Julia Franck: "Welten auseinander"
S. Fischer Verlag, Frankfurt am Main 2021
368 Seiten, 23 Euro
Autobiografie aus einer zerrütteten Familie
06:24 Minuten
Ihre Familiengeschichte hat Julia Franck in vielen Romanen verarbeitet. Nach langer Veröffentlichungspause erzählt die Bestsellerautorin jetzt offen autobiografisch von ihrer schwierigen Kindheit und lebensbestimmender Herkunftsscham.
Erinnerungen ändern sich. Sie verändern sich bei jedem Aufrufen, sie verändern sich durch neue Gefühle und Empfindungen. Und sie verändern sich erst recht, wenn sich gesellschaftliche Betrachtungsweisen wandeln.

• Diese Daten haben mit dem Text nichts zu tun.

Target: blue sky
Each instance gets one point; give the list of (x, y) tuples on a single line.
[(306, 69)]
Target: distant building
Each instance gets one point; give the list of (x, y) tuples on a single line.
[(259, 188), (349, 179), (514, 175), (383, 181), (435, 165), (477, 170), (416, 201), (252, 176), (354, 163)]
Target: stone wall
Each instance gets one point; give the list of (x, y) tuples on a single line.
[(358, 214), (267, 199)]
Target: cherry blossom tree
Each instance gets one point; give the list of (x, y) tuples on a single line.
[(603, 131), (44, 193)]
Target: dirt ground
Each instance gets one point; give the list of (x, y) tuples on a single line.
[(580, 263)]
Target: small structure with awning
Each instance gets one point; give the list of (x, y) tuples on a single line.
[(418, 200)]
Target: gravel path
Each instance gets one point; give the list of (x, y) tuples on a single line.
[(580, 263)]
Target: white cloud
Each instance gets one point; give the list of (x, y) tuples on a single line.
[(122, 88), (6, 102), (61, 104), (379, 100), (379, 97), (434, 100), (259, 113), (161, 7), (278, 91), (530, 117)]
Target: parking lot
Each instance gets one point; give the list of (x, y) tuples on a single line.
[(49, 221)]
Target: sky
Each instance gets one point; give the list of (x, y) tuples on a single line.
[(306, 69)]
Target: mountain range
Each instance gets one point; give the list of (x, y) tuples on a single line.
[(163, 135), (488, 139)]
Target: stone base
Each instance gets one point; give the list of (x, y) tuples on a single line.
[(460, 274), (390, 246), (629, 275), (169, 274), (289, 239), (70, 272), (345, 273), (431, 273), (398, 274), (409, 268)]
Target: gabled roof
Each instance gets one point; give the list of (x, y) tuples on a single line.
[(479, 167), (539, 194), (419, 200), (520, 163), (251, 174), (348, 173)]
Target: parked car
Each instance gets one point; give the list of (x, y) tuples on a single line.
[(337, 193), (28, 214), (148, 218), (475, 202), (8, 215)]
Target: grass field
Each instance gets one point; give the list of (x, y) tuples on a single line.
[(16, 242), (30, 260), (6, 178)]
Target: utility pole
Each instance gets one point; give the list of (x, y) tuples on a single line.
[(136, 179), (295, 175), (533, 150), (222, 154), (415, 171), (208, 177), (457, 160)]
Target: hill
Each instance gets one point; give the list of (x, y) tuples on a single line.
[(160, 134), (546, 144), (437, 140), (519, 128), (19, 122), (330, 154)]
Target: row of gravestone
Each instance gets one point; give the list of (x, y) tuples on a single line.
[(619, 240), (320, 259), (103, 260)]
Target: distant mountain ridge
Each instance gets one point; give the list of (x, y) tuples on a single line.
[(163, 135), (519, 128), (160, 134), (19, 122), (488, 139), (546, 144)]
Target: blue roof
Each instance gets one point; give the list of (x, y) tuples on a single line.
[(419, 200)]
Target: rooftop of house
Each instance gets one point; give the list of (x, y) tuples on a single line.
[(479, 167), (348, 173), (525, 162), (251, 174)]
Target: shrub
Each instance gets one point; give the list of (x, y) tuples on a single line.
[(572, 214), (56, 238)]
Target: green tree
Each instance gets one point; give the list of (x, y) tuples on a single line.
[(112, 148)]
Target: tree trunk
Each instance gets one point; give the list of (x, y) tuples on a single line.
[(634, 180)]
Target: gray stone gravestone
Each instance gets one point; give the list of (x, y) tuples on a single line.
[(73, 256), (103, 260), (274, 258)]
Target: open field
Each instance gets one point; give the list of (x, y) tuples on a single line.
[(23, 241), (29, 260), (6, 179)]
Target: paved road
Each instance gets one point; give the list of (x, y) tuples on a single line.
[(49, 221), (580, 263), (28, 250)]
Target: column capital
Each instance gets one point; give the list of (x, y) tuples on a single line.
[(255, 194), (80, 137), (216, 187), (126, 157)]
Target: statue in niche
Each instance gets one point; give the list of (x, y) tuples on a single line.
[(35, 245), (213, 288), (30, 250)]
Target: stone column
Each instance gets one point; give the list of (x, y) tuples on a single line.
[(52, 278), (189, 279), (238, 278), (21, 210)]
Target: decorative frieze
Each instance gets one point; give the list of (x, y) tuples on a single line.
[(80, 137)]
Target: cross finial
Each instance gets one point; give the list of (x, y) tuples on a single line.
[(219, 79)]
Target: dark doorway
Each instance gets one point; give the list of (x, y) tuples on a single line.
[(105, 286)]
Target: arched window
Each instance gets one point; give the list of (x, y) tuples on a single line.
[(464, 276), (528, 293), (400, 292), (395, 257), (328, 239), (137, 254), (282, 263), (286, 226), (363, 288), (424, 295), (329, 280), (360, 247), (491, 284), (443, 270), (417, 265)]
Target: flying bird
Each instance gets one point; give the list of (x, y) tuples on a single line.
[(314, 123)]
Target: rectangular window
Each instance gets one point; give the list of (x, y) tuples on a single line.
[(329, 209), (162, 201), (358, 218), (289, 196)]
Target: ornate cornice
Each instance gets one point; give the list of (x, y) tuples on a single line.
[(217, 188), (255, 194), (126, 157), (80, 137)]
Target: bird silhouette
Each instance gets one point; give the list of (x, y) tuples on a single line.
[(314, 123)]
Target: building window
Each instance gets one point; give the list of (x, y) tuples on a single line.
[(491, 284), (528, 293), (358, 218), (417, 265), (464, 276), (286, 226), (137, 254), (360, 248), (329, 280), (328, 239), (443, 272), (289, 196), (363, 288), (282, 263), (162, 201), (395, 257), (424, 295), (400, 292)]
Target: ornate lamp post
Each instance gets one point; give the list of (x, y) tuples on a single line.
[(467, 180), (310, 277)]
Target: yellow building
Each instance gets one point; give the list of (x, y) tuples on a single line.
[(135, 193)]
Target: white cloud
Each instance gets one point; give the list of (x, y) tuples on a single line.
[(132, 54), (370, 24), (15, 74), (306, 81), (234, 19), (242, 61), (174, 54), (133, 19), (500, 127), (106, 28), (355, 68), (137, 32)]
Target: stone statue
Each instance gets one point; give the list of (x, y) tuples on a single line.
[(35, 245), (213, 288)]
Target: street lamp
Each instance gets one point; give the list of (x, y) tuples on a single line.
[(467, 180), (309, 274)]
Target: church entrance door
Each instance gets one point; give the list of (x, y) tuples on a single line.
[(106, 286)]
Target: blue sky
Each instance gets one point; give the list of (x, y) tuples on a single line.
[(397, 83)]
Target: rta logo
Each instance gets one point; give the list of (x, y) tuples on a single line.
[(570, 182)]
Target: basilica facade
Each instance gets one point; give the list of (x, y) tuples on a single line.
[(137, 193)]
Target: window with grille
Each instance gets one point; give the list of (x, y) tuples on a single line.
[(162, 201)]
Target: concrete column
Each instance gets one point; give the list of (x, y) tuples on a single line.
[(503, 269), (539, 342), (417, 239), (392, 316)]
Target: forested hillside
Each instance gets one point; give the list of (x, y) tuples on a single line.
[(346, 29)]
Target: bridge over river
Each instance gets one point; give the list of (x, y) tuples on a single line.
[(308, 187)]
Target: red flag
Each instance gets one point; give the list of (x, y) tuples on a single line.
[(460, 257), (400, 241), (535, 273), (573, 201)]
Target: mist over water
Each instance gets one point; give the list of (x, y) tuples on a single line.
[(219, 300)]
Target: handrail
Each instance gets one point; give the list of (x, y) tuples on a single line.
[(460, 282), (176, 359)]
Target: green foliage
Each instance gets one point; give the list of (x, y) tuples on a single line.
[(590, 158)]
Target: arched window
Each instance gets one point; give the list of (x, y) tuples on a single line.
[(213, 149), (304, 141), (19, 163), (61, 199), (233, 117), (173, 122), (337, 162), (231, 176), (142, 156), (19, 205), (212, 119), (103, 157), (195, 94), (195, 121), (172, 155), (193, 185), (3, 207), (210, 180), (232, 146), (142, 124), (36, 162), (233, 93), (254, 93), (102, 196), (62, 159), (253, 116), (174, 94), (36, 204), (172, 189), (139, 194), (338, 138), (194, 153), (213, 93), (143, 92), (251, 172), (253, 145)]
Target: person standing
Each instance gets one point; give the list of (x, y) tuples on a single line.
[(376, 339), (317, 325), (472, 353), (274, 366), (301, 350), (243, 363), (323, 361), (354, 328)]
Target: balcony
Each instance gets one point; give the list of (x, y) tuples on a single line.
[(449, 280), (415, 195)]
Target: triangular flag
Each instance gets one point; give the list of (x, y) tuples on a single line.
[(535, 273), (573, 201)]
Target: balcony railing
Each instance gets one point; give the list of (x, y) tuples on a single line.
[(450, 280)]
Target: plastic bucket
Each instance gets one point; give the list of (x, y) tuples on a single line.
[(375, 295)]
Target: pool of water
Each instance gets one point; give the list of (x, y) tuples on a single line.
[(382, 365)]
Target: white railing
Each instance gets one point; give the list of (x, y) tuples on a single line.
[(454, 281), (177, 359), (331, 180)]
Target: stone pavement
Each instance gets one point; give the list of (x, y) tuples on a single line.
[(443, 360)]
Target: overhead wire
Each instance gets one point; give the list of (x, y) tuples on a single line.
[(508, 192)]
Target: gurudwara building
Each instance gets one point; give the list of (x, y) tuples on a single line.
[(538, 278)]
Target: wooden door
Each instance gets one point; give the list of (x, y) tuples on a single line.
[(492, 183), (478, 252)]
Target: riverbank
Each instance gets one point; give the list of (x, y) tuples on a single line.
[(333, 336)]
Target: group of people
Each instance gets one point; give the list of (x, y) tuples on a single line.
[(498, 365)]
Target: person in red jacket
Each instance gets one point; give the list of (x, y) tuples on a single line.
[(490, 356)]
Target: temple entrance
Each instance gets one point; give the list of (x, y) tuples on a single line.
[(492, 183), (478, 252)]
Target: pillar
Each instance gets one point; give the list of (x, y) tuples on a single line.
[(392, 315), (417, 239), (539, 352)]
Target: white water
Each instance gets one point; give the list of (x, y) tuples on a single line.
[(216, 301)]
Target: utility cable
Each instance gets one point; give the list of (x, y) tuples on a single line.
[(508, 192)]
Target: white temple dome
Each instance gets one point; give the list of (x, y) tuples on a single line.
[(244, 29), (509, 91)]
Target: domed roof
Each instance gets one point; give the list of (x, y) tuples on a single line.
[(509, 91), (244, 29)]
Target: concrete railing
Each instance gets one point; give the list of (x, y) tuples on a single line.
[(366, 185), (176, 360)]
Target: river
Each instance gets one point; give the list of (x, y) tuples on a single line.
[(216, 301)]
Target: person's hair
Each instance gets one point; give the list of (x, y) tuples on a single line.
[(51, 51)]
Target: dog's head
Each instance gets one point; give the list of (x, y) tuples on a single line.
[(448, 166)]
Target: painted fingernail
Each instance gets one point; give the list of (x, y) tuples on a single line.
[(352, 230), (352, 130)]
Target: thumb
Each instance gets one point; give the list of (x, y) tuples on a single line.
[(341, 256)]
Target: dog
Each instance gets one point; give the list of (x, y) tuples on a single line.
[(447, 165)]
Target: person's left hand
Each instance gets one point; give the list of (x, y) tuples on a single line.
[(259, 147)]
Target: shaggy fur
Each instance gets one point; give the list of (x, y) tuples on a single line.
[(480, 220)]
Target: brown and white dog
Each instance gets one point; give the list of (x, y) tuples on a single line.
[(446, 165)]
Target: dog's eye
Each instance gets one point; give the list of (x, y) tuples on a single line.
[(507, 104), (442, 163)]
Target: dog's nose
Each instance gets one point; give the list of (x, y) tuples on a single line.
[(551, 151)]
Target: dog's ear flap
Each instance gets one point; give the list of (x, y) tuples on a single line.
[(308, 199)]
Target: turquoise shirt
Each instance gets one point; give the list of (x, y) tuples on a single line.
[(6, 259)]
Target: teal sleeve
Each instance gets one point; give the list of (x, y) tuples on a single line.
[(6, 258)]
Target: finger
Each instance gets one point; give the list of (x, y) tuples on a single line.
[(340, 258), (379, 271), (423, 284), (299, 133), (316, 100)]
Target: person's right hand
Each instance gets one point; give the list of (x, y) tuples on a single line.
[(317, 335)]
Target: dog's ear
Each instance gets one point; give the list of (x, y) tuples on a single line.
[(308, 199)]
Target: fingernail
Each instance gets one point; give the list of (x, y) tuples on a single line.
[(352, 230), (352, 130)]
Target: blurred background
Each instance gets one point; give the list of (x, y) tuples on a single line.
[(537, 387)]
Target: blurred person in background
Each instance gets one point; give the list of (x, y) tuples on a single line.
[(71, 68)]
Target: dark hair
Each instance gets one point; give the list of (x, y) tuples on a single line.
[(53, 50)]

Viele Motive von Julia Francks neuem Buch meint man, bereits zu kennen: die Ost-Berliner Kindheit, die Flucht in den Westen, die Enge im Notaufnahmelager Marienfelde, die gleichermaßen schützende wie schwierige Beziehung zur Zwillingsschwester, die alleinerziehende Mutter, der Fürsorge schwerfällt, Erzählen und Mythologisieren aber umso leichter.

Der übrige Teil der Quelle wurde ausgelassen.